But Arthur had a zanier side. In 1917, he sent a telegram to the German ambassador in Mexico instructing him to make an offer to the Mexican government, to wit: if America were to enter the war on the side of the British, Zimmermann said, Germany would support an expedition to reconquer Mexico’s lost territories of Texas and Arizona. This was rich stuff for the British, who intercepted the telegram and gleefully (their soldiers were dying just then, in windrows, along the Somme) passed it on to the Americans. The Americans were "enraged", used the telegram as proof of German "perfidy" and, after the Germans started blowing holes in passenger ships, dispatched an expeditionary force to France to make the world safe for democracy. How’d that work out?

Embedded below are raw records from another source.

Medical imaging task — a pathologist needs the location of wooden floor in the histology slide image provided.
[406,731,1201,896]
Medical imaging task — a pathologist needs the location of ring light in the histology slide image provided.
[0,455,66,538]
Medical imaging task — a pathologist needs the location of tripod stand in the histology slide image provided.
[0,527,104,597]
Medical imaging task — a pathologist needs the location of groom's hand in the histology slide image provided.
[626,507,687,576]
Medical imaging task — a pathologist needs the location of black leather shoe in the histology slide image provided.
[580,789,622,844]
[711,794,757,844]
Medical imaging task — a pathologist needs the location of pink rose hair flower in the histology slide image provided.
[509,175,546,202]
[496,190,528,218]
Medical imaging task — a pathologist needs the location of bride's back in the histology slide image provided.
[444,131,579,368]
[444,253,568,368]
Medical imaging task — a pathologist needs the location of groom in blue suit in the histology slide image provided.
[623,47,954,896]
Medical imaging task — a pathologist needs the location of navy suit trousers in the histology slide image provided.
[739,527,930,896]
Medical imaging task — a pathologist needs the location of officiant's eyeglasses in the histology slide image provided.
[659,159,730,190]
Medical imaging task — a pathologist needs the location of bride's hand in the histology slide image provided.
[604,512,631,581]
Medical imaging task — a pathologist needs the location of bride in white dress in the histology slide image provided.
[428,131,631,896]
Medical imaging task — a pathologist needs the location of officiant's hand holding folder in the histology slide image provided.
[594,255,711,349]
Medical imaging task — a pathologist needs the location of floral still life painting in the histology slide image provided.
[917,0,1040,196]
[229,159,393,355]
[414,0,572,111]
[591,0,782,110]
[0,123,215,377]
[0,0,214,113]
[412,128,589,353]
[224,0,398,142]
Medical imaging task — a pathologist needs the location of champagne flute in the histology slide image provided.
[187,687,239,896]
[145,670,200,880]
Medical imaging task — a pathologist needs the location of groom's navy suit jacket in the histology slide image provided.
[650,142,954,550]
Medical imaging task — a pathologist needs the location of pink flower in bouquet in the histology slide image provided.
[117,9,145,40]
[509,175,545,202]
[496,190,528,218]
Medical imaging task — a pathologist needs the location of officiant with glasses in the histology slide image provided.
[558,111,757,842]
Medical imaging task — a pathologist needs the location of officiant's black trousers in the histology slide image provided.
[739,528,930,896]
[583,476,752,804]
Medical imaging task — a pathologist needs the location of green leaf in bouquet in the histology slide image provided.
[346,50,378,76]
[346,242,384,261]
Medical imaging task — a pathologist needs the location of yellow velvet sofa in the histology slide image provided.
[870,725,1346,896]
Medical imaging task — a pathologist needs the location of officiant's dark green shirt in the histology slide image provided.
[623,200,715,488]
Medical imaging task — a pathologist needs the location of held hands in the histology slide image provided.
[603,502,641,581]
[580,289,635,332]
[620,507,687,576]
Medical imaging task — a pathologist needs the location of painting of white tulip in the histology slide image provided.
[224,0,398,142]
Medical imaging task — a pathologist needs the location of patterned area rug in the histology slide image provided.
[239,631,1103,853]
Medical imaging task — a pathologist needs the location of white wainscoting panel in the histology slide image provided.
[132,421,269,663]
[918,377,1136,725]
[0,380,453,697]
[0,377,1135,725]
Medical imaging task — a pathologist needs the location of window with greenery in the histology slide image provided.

The Zimmermann Telegram has gone down in history as a major diplomatic pratfall, despite Zimmermann’s protest that his proposal (the Mexicans, smartly, scurried away), was merely intended to lay out a possible option should America actually enter the war. He should have known better–for what seems like a good idea to diplomats at the time can have unforeseen, long-term and even bloody consequences, viz. Lenin. Which is only to say that, no matter how improbable, it’s not out of the question that the Iranian government recruited a used car salesman to plot the assassination of the Saudi ambassador to the US–with a Mexican drug cartel as a shadowy intermediary. After all, and manifestly, crazier things have happened.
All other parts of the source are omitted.